CouchDB: Views – The Challenges
This is part 4 in a series of posts that describe our investigation into CouchDB as a solution to several database related performance issues facing the TextMe application.
| << Part 3: Views - The Advantages | Part 5: Application Changes >> |
In the previous post, I wrote about the many features of CouchDB views. In this post, I will describe the challenges we faced when replacing MySQL queries with CouchDB views.
Map/Reduce
One of the largest challenges with CouchDB views is simply wrapping your brain around the map/reduce model. If you’ve spent any significant amount of time in the relational model, this can be quite a task. Do not underestimate it. Give yourself plenty of time to make this adjustment. In my opinion, setting aside one or two full weeks to read about and experiment with views would not be excessive. It really is a whole new world. After several weeks, I’m still not 100% sure how to use the map/reduce model to its fullest potential. In fact, there were a few queries that I could not figure out how to implement as views. Because of that, I had to keep around an archive table in MySQL, and I run those few queries against that table.
Javascript
If you don’t know Javascript, you may want to tack on another week to the learning curve. Javascript is an incredibly powerful language. However, in its raw form it is fairly basic and can take some getting used to. It does help that you don’t need to write too much Javacript to implement most map and reduce functions. However, if you’re new to Javascript, get ready to do some research.
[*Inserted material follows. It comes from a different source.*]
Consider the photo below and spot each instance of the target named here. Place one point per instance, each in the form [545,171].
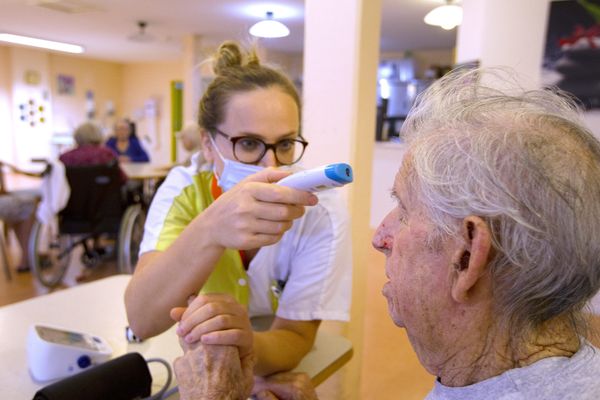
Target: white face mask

There are view servers available in other programming languages, and it is easy to configure CouchDB to use them. But, CouchDB is still young and under heavy development, and these alternative view servers are not supported by the CouchDB team. So, use them at your own risk.
SQL
As I mentioned in the previous post, views are powerful and flexible. But, views are not nearly as flexible as SQL. SQL has been in development for decades. Even today, it continues to evolve as a language. You can do a ton with SQL. As of right now, views simply cannot rival this flexibility. The CouchDB team continues to add built-in Javascript functions to help write map/reduce code, and there is even talk about supporting map/reduce/merge. But as of right now, the feature sets are not even close. It is very difficult for any new technology to enter the game with the same, or even a comparable feature set to such a battle-hardened veteran. And to be honest, I highly doubt that the CouchDB team is even trying to match SQLs feature set. After all, CouchDB is not meant to be a replacement for the relational database. However, this is an important point to consider if you think your current relational database backed application might be a good fit for CouchDB.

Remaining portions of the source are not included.